116 3rd St SE
Cedar Rapids, Iowa 52401
Iowa recovers $23 million in Medicaid savings
Cindy Hadish
Jul. 21, 2011 10:45 pm
Iowa's general fund will benefit from the state's share of more than $23 million in savings under a new Medicaid integrity initiative.
“We consider it a significant achievement,” said Iowa Medicaid Director Jennifer Vermeer. “Twenty-three million (dollars) is a lot of money.”
Savings come from a $14 million, three-year contract with OptumInsight of Eden Prairie, Minn., which checked that paid Medicaid services were medically necessary, examined “upcoding” of claims by providers and ensured Medicaid is reimbursed if the health service was eventually covered by another insurer.
The state provides a 39 percent match, so the bulk, or 61 percent, will go to the federal government.
Medicaid is a $3 billion program in Iowa, of which about $1 billion is paid by the state.
Vermeer noted that most of the savings involved billing errors and were not related to fraud or abuse.
About two-thirds of the savings are recoveries because of analysis of paid claims, including about $6.5 million from a program that reviews situations in which a provider, usually a hospital, is paid by both Medicaid and other insurance payers for the same patient visit or procedure.
The Iowa Department of Human Services, which oversees Medicaid, noted that hospitals process thousands of transactions daily and many have limited staff to help detect credit balance overpayments that need to revert to Medicaid.

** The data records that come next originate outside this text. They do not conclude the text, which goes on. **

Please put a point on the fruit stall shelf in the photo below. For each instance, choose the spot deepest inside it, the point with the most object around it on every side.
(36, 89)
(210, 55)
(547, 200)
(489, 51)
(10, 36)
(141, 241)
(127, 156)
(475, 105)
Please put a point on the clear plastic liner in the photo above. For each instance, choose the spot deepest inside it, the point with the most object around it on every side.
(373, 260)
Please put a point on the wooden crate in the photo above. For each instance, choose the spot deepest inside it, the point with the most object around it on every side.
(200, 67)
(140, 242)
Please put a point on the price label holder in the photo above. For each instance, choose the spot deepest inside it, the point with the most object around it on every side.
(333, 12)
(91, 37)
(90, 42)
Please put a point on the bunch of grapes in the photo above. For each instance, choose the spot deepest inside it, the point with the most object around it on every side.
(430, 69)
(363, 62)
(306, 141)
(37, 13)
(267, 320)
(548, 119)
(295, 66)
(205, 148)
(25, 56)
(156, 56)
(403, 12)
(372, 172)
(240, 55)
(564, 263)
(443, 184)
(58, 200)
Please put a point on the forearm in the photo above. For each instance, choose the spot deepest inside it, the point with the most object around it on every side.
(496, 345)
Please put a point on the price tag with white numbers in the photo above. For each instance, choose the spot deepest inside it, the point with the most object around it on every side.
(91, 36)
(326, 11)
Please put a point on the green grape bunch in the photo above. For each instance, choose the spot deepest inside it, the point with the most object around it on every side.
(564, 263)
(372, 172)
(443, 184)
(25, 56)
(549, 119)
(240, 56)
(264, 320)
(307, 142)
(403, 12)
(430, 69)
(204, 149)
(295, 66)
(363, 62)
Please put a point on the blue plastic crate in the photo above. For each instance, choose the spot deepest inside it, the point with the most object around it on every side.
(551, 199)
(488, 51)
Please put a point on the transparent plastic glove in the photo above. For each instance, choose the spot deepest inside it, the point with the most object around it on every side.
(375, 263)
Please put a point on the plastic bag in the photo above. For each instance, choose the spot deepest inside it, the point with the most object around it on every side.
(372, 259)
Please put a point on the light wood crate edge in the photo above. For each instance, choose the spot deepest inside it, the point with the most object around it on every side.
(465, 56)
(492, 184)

OptumInsight provides Iowa Medicaid with on-site assistance at several major Iowa hospitals to identify overages and duplicate payments for which Medicaid should be reimbursed.
Duplicate payments can occur because of the timing of reimbursements by insurance companies, a provider's financial reconciliation schedule or administrative error.
Vermeer said OptumInsight also has a process to help identify “upcoding” in which a provider, often unwittingly, claims reimbursement for a more expensive service than was actually provided.
For example, she said, some claims to treat respiratory distress syndrome in newborns were actually services to assist the child with less serious breathing problems.
Vermeer said the company also helps ensure claims paid by Medicaid are for medically necessary procedures. One review determined that some chiropractic services for children under age 5 were not necessary, resulting in successful paybacks.
Total first-year savings exceed OptumInsight's three-year contract in the first year alone and also exceed the $20 million first-year target set by Iowa Medicaid.
Previous year savings under a contract with a different vendor were about $8.6 million.
Vermeer said the main difference is a redesigned structure of the contract and scope of work.
“This was the most aggressive target that any state has set for its vendors,” she said.
Steve Puleo, spokesman for OptumInsight, said the company has contracts in other states, including Illinois, Michigan, Washington, Alabama and Kentucky.
Because the scope of the contract differs for each state, Puleo could not offer an “apples to apples” comparison, but said Iowa's savings rank high.
Kathy Horan, executive director of Aging Services Inc. in Cedar Rapids, said she supports efforts to control the costs of Medicaid, but noted there is another side to the story.
Aging Services, a not-for-profit human service agency that serves frail and at-risk seniors, saw its Medicaid reimbursement rate cut to 2.5 percent below the agency's actual costs and frozen in 2009.
“Providing a service that requires an agency to take a financial loss every time the service is provided is not a sustainable business model,” Horan wrote in an email. “When agencies can no longer continue to provide a service, it is our seniors who need that service who suffer.”